Carlos Curbelo, ex-congressista do sul da Flórida, onde novos
apoiadores latinos ajudaram o partido a ganhar duas cadeiras na Câmara,
descreve esse avanço como “um grande processo, a coisa pela qual os
republicanos estão mais animados”. Ele o considera um indicador do futuro ideal
para o partido: uma coalizão multiétnica dedicada a fornecer soluções de
mercado para os grandes problemas - como, por exemplo, a mudança climática -
que a esquerda tende a lançar sobre os ombros do governo.

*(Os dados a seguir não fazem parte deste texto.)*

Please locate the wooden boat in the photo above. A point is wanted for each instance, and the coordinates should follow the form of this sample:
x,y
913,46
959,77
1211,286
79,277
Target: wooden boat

Estas são conjecturas razoáveis. Sublinham o fato de que a
trajetória futura do partido ainda não está definida. Ninguém previu Trump em
2012. E o efeito perturbador de seu desprezo pelas verdades conservadoras
provavelmente aumentou as possibilidades ideológicas da direita. A maioria de
seus 16 oponentes nas primárias de 2016 repetia os mesmos slogans do
reaganismo.
Uma disputa equivalente hoje poderia apresentar o conservadorismo
pragmático do governador de Maryland, Larry Hogan, a sinofobia febril de Cotton
e o populismo governamental do senador Marco Rubio, todos os quais, até certo
ponto, foram moldados ou promovidos em resposta a Trump. Mas esse futuro
pós-Trump mais feliz para o partido do presidente até agora é só uma
possibilidade teórica.
A realidade do populismo de Trump não é o pensamento conservador
heterodoxo - que produziu poucas políticas dignas de menção nos últimos quatro
anos -, mas as fúrias dos populares que irromperam no Capitólio esta semana. E
reprimi-los não será fácil, mesmo se Trump for embora. Na verdade, eles são
anteriores ao presidente.
Movimentos populistas de base vêm emergindo na direita ao longo
das décadas, por razões diferentes, mas com o compromisso característico de
purgar o establishment conservador e a tendência de cair na paranoia e nas
teorias da conspiração. A Ameaça Vermelha de Joseph McCarthy na década de 1950
deu lugar ao movimento de Barry Goldwater na década de 1960, ao reaganismo mais
apresentável na década de 1970 e aos seguidores de Gingrich na década de 1990.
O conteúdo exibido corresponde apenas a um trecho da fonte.